Power sector vulnerabilities identified as a significant systemic risk for Non-Banking Financial Companies (NBFCs) by the International Monetary Fund (IMF)
India's Regulatory Framework for State-Owned NBFCs Addresses Systemic Risks
As India moves towards 2025, the regulatory framework for state-owned Non-Banking Financial Companies (NBFCs) is undergoing significant changes to address systemic risks, particularly those stemming from exposure to stressed sectors such as the power industry.
The Reserve Bank of India (RBI), the primary regulator, is proposing several reforms aimed at reducing overlapping subsidiaries among NBFCs, enhancing transparency, and mitigating concentration of risks.
Consolidation and Structural Streamlining
The RBI is proposing rules that would require NBFCs to reduce overlapping subsidiaries. This aims to simplify complex corporate structures that can obscure risk concentrations, including those from troubled sectors like power. By eliminating redundant subsidiaries, the RBI hopes to prevent risk contagion within groups where parent and subsidiary companies engage in similar lending, which could amplify the impact of defaults in stressed sectors.
Alignment of Norms with Banks
Recent reforms include aligning NBFC regulatory frameworks with those applicable to banks. This includes treatment of exposures for capital requirements that factor in sectoral risks. The RBI is also tightening regulations to enhance overall sector resilience, including clear guidelines on exposure limits and risk governance.
Mitigating Systemic Risks
Following episodes of distress in power and other infrastructure sectors affecting NBFC asset quality, the RBI is shifting its approach towards outcome-based regulation to strengthen micro and macroprudential oversight of systemic risks posed by NBFCs.
Sectoral Exposure Monitoring
While explicit public details about new exposure caps specifically for the power sector are limited in the available 2025 sources, the regulatory focus on improving disclosure, transparency, and controlling inter-company lending within NBFC groups implicitly addresses potential systemic risk accumulation in vulnerable sectors such as power.
Digital and Innovation-Driven Reforms
The RBI is also allowing NBFCs to expand their role in financial inclusion, fintech, and digital lending, under a refined regulatory regime balancing innovation with risk controls.
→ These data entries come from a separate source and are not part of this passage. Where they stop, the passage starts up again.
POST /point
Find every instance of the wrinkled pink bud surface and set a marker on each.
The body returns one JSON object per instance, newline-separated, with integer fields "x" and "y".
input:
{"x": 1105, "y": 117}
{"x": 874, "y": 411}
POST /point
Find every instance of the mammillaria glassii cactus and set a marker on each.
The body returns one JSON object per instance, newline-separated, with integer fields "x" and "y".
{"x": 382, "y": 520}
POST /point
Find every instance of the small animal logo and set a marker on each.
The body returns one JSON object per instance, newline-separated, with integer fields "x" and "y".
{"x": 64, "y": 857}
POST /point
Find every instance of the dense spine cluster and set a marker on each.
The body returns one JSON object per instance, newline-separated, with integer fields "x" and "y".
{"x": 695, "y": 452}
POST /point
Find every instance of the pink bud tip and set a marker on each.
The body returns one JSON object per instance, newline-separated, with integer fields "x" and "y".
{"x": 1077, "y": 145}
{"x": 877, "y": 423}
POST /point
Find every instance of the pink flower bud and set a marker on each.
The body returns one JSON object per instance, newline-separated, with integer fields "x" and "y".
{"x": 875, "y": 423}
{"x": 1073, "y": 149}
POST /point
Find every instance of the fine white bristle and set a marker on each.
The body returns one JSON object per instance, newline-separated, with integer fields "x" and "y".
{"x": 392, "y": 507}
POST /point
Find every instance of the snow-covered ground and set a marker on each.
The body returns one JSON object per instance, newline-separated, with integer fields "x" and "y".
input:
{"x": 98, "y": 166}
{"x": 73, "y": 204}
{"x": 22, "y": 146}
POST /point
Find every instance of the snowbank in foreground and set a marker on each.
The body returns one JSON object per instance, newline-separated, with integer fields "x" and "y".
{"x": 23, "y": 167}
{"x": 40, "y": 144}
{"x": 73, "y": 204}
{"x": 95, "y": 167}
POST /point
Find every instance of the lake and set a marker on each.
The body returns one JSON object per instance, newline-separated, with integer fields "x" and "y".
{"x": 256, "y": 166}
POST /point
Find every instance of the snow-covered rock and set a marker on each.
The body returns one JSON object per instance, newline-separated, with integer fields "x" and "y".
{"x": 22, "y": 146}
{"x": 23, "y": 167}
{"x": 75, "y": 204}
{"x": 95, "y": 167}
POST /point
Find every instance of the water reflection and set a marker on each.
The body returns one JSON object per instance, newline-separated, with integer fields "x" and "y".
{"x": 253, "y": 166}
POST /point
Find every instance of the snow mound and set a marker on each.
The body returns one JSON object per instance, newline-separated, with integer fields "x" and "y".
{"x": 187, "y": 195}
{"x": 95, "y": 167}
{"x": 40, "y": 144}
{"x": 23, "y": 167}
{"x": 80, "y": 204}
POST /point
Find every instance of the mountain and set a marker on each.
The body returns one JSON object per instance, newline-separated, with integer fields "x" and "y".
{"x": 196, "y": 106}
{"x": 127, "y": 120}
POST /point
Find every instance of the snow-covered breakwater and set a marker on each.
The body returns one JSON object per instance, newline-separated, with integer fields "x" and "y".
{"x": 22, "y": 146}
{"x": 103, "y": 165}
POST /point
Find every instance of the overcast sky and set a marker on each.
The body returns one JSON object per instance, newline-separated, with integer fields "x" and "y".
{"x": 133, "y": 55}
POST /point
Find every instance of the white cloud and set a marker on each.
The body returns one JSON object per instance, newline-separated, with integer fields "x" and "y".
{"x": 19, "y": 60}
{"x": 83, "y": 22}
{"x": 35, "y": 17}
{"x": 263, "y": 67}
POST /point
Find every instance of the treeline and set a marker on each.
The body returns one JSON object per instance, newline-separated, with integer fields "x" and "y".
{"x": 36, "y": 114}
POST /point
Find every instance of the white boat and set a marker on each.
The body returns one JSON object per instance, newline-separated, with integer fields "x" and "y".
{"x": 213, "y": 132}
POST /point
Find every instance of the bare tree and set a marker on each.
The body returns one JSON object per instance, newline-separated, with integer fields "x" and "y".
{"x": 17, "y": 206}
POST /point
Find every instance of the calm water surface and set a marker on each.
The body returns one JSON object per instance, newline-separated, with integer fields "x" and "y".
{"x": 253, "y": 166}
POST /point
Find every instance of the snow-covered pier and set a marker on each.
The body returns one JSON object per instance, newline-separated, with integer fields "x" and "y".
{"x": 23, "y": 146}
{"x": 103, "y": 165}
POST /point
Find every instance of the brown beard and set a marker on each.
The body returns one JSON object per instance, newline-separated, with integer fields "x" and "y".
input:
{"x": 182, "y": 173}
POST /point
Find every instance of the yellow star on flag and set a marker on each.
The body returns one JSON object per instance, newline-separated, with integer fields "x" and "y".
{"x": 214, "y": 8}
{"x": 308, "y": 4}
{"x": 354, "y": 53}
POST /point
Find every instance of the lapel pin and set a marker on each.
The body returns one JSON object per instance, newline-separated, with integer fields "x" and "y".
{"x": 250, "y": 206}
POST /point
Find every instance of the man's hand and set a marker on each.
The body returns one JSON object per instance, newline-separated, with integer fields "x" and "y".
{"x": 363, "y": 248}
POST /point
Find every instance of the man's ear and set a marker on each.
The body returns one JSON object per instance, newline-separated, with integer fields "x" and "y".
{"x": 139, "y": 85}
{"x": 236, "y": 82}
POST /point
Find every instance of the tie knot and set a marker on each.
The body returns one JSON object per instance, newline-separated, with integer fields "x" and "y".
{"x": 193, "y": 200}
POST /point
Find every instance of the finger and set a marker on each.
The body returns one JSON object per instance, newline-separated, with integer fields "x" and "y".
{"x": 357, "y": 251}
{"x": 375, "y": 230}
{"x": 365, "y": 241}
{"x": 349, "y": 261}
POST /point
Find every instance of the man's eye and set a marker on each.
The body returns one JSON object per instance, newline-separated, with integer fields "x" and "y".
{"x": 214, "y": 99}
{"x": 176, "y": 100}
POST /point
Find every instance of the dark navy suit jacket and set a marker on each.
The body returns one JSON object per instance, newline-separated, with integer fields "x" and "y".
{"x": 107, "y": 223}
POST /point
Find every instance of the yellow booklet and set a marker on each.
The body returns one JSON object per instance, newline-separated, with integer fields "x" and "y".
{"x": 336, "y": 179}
This indirect evolution may reshape how NBFC risk profiles are managed, including exposures to infrastructure sectors.
In addition to the RBI's efforts, the International Monetary Fund (IMF) has identified major systemic risks with NBFCs in India. The IMF highlights the importance of establishing a comprehensive resolution regime, aligning the regulations of state-owned NBFCs with those of the private sector, and implementing broader macroprudential policy. The IMF also suggests that IRDAI should be given legal powers for starting group supervision and that the central bank should be ready to expand crisis-time liquidity policy options to include tools more suited for systemic liquidity events among NBFCs and markets.
Despite the IMF not naming specific NBFCs, it emphasizes that additional regulatory measures are essential. The IMF's concerns stem from NBFCs' concentrated exposures, particularly to the power sector, which could lead to systemic issues through linkages with banks, corporate bond markets, and mutual funds.
In summary, current regulations and proposed reforms for state-owned NBFCs in India centre on reducing subsidiary overlaps, aligning risk management standards with banks, enhancing transparency, and controlling sectoral credit exposure to mitigate systemic risks from the power sector and other stressed industries. These steps reflect the RBI’s broader regulatory strategy to safeguard financial stability while ensuring NBFCs continue to support the economy’s credit needs.